The state legislature adjourned earlier this month without addressing the tax issue. Instead, legislators passed additional regulatory measures that, in the opinion of the American Insurance Association (AIA), continue a series of legislation in recent years that discourage national companies from expanding their writings in Florida.
The legislature did not pass a measure supported by AIA and the Florida business and non-profit community, which would have reduced the size of the Florida Hurricane Catastrophe Fund—and the potential for hurricane taxes on Florida citizens if the Catastrophe Fund is forced to issue bonds after a major storm.
“We are disappointed that legislators continue to put their faith in the ability of government-sponsored insurance mechanisms,” said Cecil Pearce, AIA vice president for the southeast region. “This puts the burden of paying for Florida hurricanes on the backs of consumers, instead of allowing the private reinsurance market to do what it does best: spread the risk of natural catastrophes to companies and investors far beyond Florida.”

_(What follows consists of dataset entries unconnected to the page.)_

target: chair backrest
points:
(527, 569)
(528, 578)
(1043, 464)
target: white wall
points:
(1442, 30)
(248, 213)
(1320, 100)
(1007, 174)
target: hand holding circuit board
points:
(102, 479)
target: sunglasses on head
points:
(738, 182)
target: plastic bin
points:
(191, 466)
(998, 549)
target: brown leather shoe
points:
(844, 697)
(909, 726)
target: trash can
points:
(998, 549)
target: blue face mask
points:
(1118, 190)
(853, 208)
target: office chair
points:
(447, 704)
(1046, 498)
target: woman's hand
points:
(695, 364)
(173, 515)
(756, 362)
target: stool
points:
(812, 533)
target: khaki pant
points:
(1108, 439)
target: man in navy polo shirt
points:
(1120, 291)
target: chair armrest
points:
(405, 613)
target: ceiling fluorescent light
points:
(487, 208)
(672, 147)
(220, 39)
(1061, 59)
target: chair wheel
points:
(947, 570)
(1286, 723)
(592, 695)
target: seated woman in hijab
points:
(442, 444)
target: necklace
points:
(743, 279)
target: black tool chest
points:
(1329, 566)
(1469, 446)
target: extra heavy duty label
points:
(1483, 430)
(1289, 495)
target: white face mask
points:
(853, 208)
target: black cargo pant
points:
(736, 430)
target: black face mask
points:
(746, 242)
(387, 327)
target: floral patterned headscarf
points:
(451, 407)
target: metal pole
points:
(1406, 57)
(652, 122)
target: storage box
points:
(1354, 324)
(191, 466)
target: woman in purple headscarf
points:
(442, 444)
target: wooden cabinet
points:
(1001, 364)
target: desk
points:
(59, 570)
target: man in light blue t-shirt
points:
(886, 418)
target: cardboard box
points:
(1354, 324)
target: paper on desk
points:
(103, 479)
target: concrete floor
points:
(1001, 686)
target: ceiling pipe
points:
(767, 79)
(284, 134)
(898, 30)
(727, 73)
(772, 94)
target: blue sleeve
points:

In other action, Florida legislators extended a rate freeze on Citizens another year, until 2010. Also, Citizens’ claims-paying capacity was diminished by the legislation transferring $250 million in Citizens’ surplus to an account to provide loans to small domestic companies willing to take policies out of Citizens.
The legislation established a blue ribbon task force to develop a plan to return Citizens to an insurer of last resort and to recommend measures to encourage private insurers to assume policies currently in Citizens.
“AIA will continue our focus on a public policy agenda aimed at reinstituting a vibrant private property insurance market in Florida,” Pearce said.